US Authorities Dismiss Terror Attempt

 According to congressional investigators and U.S. officials, U.S. authorities dismissed leads that might have brought alleged Christmas Day bomber Umar Farouk Abdulmutallab under further scrutiny.

The State Department forwarded Mr. Abdulmutallab's name to a basic U.S. terrorist watch list earlier this month, but didn't revoke his visa after Mr. Abdulmutallab's father alerted U.S. officials to his son's potential radicalization. His purchase of a $2,800 plane ticket with cash also didn't set off alarm bells.

 The case highlights a failure of the terrorist watch-list system to adapt to the evolving threat from al Qaeda, said one senior U.S. counterterrorism official. Intelligence reports have said for years that a growing threat comes from al Qaeda sympathizers who may not have a direct connection to its leadership.

 U.S. terrorism defenses still rely on data that associate suspects with known al Qaeda operatives, rather than scrutinizing behavior that could indicate terrorist planning, the official said, The Wall Street Journal reports.

 It was also reported, three committees in Congress will begin their new year with hearings to determine if security lapses led to the Christmas Day terror attempt on a Northwest Airlines plane bound for Detroit.

 Senate Homeland Security and Governmental Affairs Committee Chairman Joe Lieberman will convene a hearing to find out how "a terrorist who evaded our homeland security defenses."

 He has said the failed plot has exposed two vulnerabilities in airport security: names of passengers on international flights headed to the United States are checked against a small database of terror suspects and not the nation's broadest list, and not enough passengers are required to go through whole body image scanners that could detect hidden explosives.

 "Our Committee's inquiry will focus on identifying information-sharing and analysis gaps as well as any other security breakdowns," Sen. Susan Collins,  the top Republican in the panel, said in a statement, AHN reports.
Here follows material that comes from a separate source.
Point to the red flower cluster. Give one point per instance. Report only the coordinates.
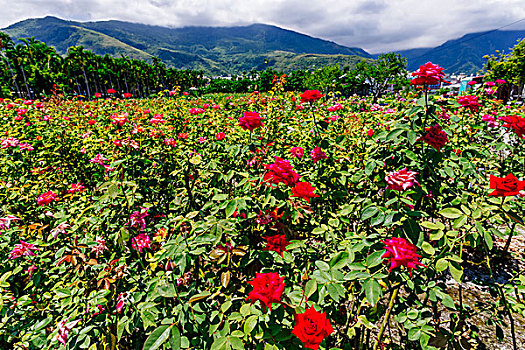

 It's still unclear how "crotch-bomber" Umar Farouk Abdulmutallab smuggled explosives onto Flight 253, but Homeland Security Secretary Janet Napolitano's first public statement on the failed attack — that "the system worked" — was clearly a mistake. Napolitano quickly walked that back, but not before critics from the left, right, and center pounced — some even calling for her to be fired. Given Napolitano's big gaffe, and the apparent security lapse in her TSA, should President Obama start looking for a new Homeland Security chief?

 Janet Napolitano has been on the job for less than a year, while the Bush Administration had nearly eight to fix the pre-9/11 air-travel security holes. If we need to point fingers, "there are better scapegoats out there than Janet Napolitano, The Week Magazine reports.